Gamo T
Biochem Genet. 1982 Feb;20(1-2):165-77. doi: 10.1007/BF00484944.
A variant sericin polypeptide originally found by acid gel electrophoresis in the Nd-s mutant strain of the silkworm, Bombyx mori, has been analyzed genetically. The variant polypeptide (called S-2v) is encoded by a gene which behaves as a codominant allele of the gene encoding the standard S-2 sericin polypeptide. Linkage analysis locates these alleles at 0.0 map unit on chromosome 11. SDS-polyacrylamide gel electrophoresis shows that the molecular weight of the S-2v variant polypeptide is lower by approximately 62,500 than that of the S-2 polypeptide. Amino acid analysis indicates that the two sericin polypeptides have similar compositions. These results are consistent with the idea that the variant allele arose by deletion within the S-2 coding sequence in the Src-2 gene locus as the result of unequal recombination.

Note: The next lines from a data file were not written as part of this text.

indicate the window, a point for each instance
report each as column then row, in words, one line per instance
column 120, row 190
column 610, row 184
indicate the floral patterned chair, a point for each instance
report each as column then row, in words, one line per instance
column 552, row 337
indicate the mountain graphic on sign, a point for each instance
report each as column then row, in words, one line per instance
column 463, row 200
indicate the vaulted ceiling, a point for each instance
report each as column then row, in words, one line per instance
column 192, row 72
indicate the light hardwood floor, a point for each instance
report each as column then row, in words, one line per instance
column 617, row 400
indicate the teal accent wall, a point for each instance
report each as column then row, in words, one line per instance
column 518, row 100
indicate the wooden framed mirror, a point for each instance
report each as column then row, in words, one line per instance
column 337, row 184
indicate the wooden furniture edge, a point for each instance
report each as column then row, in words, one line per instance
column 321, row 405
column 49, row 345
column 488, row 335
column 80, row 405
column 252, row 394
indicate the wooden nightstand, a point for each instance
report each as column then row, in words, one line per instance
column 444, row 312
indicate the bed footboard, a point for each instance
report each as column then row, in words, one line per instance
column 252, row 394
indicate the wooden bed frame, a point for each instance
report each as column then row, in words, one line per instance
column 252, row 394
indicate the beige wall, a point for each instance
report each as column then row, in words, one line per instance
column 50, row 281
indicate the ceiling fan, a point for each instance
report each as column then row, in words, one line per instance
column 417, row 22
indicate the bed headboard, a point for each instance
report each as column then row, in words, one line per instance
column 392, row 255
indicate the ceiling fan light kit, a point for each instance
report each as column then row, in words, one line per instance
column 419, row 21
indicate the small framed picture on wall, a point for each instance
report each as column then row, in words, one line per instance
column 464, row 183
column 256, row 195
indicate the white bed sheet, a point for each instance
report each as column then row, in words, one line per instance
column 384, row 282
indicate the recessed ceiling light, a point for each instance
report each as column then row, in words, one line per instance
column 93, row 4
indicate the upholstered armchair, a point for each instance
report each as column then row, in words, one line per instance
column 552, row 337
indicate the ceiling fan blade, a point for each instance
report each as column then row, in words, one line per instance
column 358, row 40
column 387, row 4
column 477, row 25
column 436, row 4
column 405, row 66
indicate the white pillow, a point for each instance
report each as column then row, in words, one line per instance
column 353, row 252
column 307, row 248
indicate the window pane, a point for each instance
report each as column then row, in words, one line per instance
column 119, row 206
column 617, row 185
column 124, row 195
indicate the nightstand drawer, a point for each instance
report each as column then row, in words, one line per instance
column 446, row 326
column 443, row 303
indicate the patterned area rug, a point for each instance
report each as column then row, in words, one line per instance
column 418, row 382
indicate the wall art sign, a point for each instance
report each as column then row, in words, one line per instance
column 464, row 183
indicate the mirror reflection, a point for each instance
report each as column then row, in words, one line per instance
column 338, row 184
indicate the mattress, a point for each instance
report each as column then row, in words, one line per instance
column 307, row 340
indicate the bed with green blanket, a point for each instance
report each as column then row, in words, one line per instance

一种最初通过酸性凝胶电泳在家蚕(Bombyx mori)的Nd-s突变株中发现的变异丝胶蛋白多肽已进行了遗传分析。该变异多肽(称为S-2v)由一个基因编码,该基因表现为编码标准S-2丝胶蛋白多肽的基因的共显性等位基因。连锁分析将这些等位基因定位在第11号染色体上0.0个图距单位处。SDS-聚丙烯酰胺凝胶电泳显示,S-2v变异多肽的分子量比S-2多肽低约62,500。氨基酸分析表明,这两种丝胶蛋白多肽具有相似的组成。这些结果与以下观点一致,即变异等位基因是由于Src-2基因座中S-2编码序列内的不等位重组导致缺失而产生的。